What shocked and hurt me was the fact that my brother obviously has no empathy for this. Like, if I had a sibling with glass bone disease and he told me that I have to treat him with great care because I might otherwise cause him permanent and irreparable damage to his body, this would make total sense to me. It would also make total sense that a dad or a mom would protect their vulnerable child from its needlessly aggressive sibling. However, my brother someone thinks he's the poor one because he didn't get to use me as his punching bag and cause me irreparable damage when he was angry at me.
quanin 1 points 3y ago
Oh, I understand completely. I had more Glaucoma related surgeries by the time I was 3 than you can shake a cat at. Yes, that's just by the time I was 3--to say nothing of the surgeries I had after that. So I'm very familiar. You were still being extremely, extremely sheltered. If they'd spent as much time teaching your asshole brother to be less of an asshole as they did protecting you from him, he might have discovered that's not a thing that happens. But by your own OP your parents are to this day perfectly okay with it, and so long as that's true he's got no reason whatsoever to see it any differently, no matter how much you might wish he would.
hopesthoughts 1 points 3y ago
I was born blind. My mom is extremely overprotective. She doesn't understand that I'm 36 now lol. She's also a perfectionist and thinks I should do things a certain way. Thank God I don't live with her!
samarositz 1 points 3y ago


Hi Everyone

For starters, your brother is a (insert derogatory name here), and it sounds like it is not possible to totally avoid dealing with him. This is a somewhat painful admission but growing up, I treated other blind kids badly much of the time. I am writing specifically to thank you for your post. I read it over the weekend and it got me thinking that the reason for this is probably because I saw them struggling with things and being helped and did not want that for myself even though, I was just as blind if not more so than they were. I've changed. Somewhere around eighth grade things started to flip. I've had three girlfriends with visual impairments and have had several blind friends in my life in the past. Moreover, I became a service provider for students with disabilities. I apologize to any of those blind people out there I knew growing up. Given you were, like me, young, being bullied by another blind kid no less, was a painful experience. Second, I am sure I would have had a richer, rewarding, childhood had I been able to maintain friendships with other blind people back then.
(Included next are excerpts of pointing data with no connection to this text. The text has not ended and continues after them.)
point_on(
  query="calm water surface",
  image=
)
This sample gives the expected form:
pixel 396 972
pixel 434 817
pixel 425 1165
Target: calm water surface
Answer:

Now, He's quite a bit older, but perhaps there's hope for your brother once he matures too. In the meantime it is okay for you to feel like cutting him out. Best of luck, and, again, thanks for your post.
bscross32 1 points 3y ago
Yeah that sounds really shitty. Me and my brother (sighted) used to get into fights sometimes. I recall throwing him through three windows in my time. Once through the big bay window in the den in our childhood house, and twice through the back door. He's the younger one but always was good about things. We have a good relationship now though.